Wrestling is opening doors for Caesar Rodney’s Dean

Caesar Rodney’s Jackson Dean, top, and Lake Forest’s Seth Flemming wrestle in the 145-pound championship.

CAMDEN — It’s not like Philadelphia is right around the corner from Hartly.

Jackson Dean quickly realized that he was spending more time driving than he was on the wrestling mat.

“Three hours of driving for about an hour and a half of practice,” said the Caesar Rodney High senior. “A couple nights a week.”

But Jackson wouldn’t have traded the experience of off-season training in USA Wrestling’s Regional Training Center in Philadelphia for the world.

Growing up, Dean had idolized Olympic wrestlers Brandon Slay and Jackson Burroughs. At RTC, Slay was his coach.

“And I remember one practice, I was practicing right next to Jason Burroughs,” said Dean. “There’s no other wrestling room like it.”

Little did Dean know that the experience was also opening up a world beyond the wrestling mats.

Not only is Dean a three-time state champion in Delaware, but he’s going to be the first person in his family to go to college.

And not only is Dean going to college, but he’s going to an Ivy League school.

Some of the RTC sessions were held at the University of Pennsylvania. During his time there, Dean made connections with the Quakers’ coaches.

When colleges started recruiting Dean as a junior, committing to Penn was a no-brainer.

While Dean’s buddies might call out ‘Ivy League’ when they see him the hallways at school, Dean knows his hard work has given him a pretty special opportunity.

Dean admits there was a time when the idea of going to an Ivy League school would have intimidated him.

“I would never imagine me going to an Ivy League school,” he said. “It was absurd. Once my recruiting season opened, the first wave of schools that I got (recruited by) were all Ivy League — Brown, Princeton, Columbia, Cornell. … It was crazy to have these Division I Ivy League schools come knocking on my door.

“I don’t even know how to describe it,” Dean added. “It’s just literally going to change my life and my family’s life. It’s just such an opportunity.”

CR coach Dan Rigby first met Dean when he was in middle school. He said it was always pretty clear that the youngster was going to be a good wrestler.

Along with his three state and four Henlopen Conference titles, Dean has collected all kinds of awards from his showing at national and local tournaments. He was an All-American at some of the country’s biggest events — Fargo, Ironman and Beast of the East.

Dean finished with over 150 career victories and was ranked 11th nationally in his weight class as a senior.

But Rigby says to simply think of Dean as a great wrestler would be overlooking so many other things about the 18 year old.

“He’s so humble and down to earth,” said Rigby. “He doesn’t go out and beat on people and embarrass them. He walks off the mat the same way every single time, whether he wins or loses.

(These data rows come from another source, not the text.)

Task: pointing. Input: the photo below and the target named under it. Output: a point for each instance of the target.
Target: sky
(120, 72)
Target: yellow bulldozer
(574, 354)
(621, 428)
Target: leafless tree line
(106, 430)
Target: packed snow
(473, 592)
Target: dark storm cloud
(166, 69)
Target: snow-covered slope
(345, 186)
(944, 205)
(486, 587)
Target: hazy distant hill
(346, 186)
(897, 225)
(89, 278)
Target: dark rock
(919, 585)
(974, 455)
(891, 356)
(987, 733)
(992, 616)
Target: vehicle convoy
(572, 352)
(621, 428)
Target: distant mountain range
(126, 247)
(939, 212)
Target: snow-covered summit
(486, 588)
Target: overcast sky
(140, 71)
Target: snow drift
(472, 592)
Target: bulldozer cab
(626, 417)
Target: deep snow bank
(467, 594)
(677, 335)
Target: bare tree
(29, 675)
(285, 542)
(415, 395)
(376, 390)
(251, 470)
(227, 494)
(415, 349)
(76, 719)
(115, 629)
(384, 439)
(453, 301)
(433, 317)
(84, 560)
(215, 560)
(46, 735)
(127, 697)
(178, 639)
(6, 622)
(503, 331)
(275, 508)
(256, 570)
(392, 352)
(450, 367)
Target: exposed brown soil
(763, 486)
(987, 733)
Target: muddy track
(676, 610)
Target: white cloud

“As weird as it sounds — and I really mean this — it’s almost been an honor for me to coach him. I feel like he’s made me a better a person and coach. … His perspective on things is kind of unique and very mature. He’s a breath of fresh air for me to coach. His teachers all say the same thing.”

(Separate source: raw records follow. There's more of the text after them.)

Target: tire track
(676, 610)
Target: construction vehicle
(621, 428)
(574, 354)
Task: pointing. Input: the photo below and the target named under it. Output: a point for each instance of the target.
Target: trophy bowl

Rigby said any time there’s chance to work with CR’s young wrestlers after practice, Dean is always there. He’s the first to volunteer for community-service projects.

During Dean’s sophomore year, Rigby remembers sitting down with the youngster and his parents, Gregory and Courtney, to talk about college. They said right from the start that Penn was Jackson’s No. 1 choice.

But, after the first time Dean took the SATs, Penn’s coaches told him he’d need to raise his score by 100 points to get in.

“So he goes out and gets an app on his phone, he buys a review book and self teaches,” said Rigby. “And the next time he took them, he scored 110 points higher. When you tell him to do something, he’s going to do it … and he’s not going to stop until he gets there.”

A national honor society member with a 3.9 GPA, Dean said he’s always been able to set goals and then work hard to achieve them.

“Maybe it’s wrestling that’s instilled that in me,” he said. “You’ve got to work hard in wrestling.”

From second to eighth grade, Dean was in the Smyrna School District. When he first started learning the sport in Smyrna’s Little Wrestlers programs, one of his coaches was former Delaware wrestling great Damien Creighton.

Dean said he never forgot the way Creighton emphasized being a good student.

“He would pick somebody and say, ‘What did you learn in school today?’” Dean remembered. “And if you couldn’t give him something, you’d have to do push-ups or something like that.

“He was pushing that on kids early on — you’re a student-athlete. Student comes first before sports.”